Efficient long distance quantum communication

Abstract: Despite the tremendous progress of quantum cryptography, efficient quantum communication over long distances (>1000km) remains an outstanding challenge due to fiber attenuation and operation errors accumulated over the entire communication distance. Quantum repeaters, as a promising approach, can overcome both photon loss and operation errors, and hence significantly speedup the communication rate. Depending on the methods used to correct loss and operation errors, all the proposed QR schemes can be classified into three categories (generations). Here we present the first systematic comparison of three generations of quantum repeaters by evaluating the cost of both temporal and physical resources, and identify the optimized quantum repeater architecture for a given set of experimental parameters. Our work provides a roadmap for the experimental realizations of highly efficient quantum networks over transcontinental distances.

• The paper introduces a comparative analysis of three quantum repeater architectures to mitigate photon loss and operational errors over long distances.
• It employs heralded entanglement generation, quantum error correction, and entanglement purification to optimize secure key generation and communication rates.
• The study provides a roadmap for designing scalable quantum networks by evaluating resource costs, coupling efficiency, and gate performance.

Analysis of Efficient Long Distance Quantum Communication

The research paper under review offers a comprehensive examination of various quantum repeater (QR) architectures designed to address the significant challenge of enabling efficient quantum communication over long distances (≥1000 km). The potential of quantum cryptography has been well recognized; however, fiber attenuation and operational imperfections remain critical limiting factors. By implementing quantum repeaters, which tackle both photon loss and operational errors, the study proposes solutions to enhance the quantum communication rate significantly.

Quantum communications are uniquely constrained by the quantum no-cloning theorem, which prohibits amplifying quantum states without perturbation. Consequently, losses within optical fibers and depolarization errors fundamentally hinder long-distance quantum communications. The paper categorizes QRs into three distinct generations, each leveraging different error correction methodologies: heralded entanglement generation (HEG), quantum error correction (QEC), and heralded entanglement purification (HEP) to suppress different error types.

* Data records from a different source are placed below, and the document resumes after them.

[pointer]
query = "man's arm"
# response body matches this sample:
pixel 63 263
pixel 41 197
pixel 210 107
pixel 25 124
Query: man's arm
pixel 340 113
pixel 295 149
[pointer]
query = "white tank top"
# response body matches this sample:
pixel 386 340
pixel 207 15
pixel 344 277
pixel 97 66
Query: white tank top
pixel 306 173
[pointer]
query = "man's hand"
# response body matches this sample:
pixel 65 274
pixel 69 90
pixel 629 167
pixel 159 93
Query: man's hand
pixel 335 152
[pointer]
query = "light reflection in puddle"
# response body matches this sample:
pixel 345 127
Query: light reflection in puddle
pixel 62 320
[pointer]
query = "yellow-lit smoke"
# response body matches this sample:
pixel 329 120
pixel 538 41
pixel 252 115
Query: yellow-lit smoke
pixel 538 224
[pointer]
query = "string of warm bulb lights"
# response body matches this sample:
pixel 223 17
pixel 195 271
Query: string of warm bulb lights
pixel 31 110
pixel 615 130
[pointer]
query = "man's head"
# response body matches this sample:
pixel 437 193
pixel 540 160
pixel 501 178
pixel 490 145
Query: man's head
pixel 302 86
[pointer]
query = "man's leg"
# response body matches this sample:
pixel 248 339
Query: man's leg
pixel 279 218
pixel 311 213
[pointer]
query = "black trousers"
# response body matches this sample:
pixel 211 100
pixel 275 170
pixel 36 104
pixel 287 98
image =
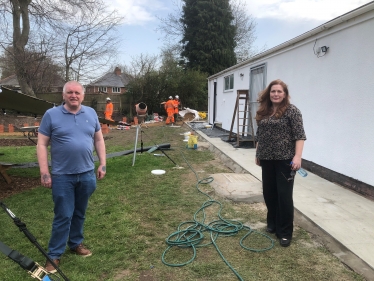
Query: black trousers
pixel 277 184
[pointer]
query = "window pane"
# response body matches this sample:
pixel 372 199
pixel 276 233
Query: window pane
pixel 227 83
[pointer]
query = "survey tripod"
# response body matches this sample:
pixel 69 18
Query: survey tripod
pixel 33 268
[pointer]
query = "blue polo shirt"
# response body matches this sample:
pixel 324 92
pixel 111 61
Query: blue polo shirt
pixel 71 139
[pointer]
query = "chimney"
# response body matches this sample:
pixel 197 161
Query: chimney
pixel 117 71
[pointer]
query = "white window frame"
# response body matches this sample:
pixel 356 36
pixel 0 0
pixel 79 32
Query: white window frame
pixel 103 89
pixel 228 82
pixel 116 89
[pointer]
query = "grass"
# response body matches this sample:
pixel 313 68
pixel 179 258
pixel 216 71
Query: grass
pixel 132 212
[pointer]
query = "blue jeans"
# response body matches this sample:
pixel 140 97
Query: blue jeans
pixel 70 195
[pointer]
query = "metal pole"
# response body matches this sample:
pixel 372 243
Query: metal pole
pixel 136 141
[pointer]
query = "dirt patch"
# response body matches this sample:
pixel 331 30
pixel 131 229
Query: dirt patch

Generations of Quantum Repeaters

1. First Generation: This relies on HEG and HEP to curb both loss and operational errors. Entangled pairs with reduced fidelity are purified iteratively, but the resultant communication rate remains polynomially dependent on the total transmission distance.
2. Second Generation: It incorporates HEG for loss correction but employs QEC to manage operational errors, minimizing the polynomial scaling of communication time with distance. This generation notably suppresses the necessity for two-way signaling between non-adjacent stations.
3. Third Generation: Utilizes QEC for both loss and operational errors, thus facilitating extremely high communication rates akin to classical repeaters, primarily constrained by local operational delays. Nonetheless, the operational regimes for this generation demand very high efficiencies and low error thresholds, making it technologically demanding.

Comparative Analysis and Optimal QRs

The paper delineates the comparative efficacy of the three QR generations by evaluating their resource requirements, including temporal and physical quantum resources. The cost function is devised considering the total number of qubit memories and the achievable secure key generation rate.

• Coupling Efficiency: Third generation QRs yield optimal performance when coupling efficiencies are high (≥90%); however, their practicality dwindles as the efficiency approaches threshold limits due to higher resource demands.
• Gate Speed: A marked preference for third-generation QRs is observed with rapid gate operations (≤1 μs). As operational speeds reduce, second-generation repeaters become more feasible due to their advantageous trade-off between resource costs and communication rates.
• Gate Fidelity: Gate fidelity severely delineates the operational thresholds across different QR generations. First-generation repeaters are pertinent with high error probabilities, whereas third-generation repeaters are advantageous when errors are minimal, contingent on supplementary parameters like coupling efficiency.

Future Directions and Implications

This investigation offers a systematic comparison to guide the architectural design and experimental deployment of quantum repeaters, suggesting that integrated approaches might be necessary based on technological developments. Practical implementations could leverage atomic ensembles, trapped ions, and advanced quantum photonics, incorporating technological advancements in photon storage, gate fidelity, and qubit interconnectivity.

The findings have significant implications for establishing large-scale quantum networks, potentially facilitating global quantum communication frameworks, secure quantum internet, synchronized quantum clocks, and distributed quantum computing systems.

In conclusion, the study presents a roadmap for advancing quantum communication infrastructure, providing clear insights into the practical advantages and limitations of existing and future QR implementations. It encourages continued technological development to enhance quantum communication robustness over transcontinental distances.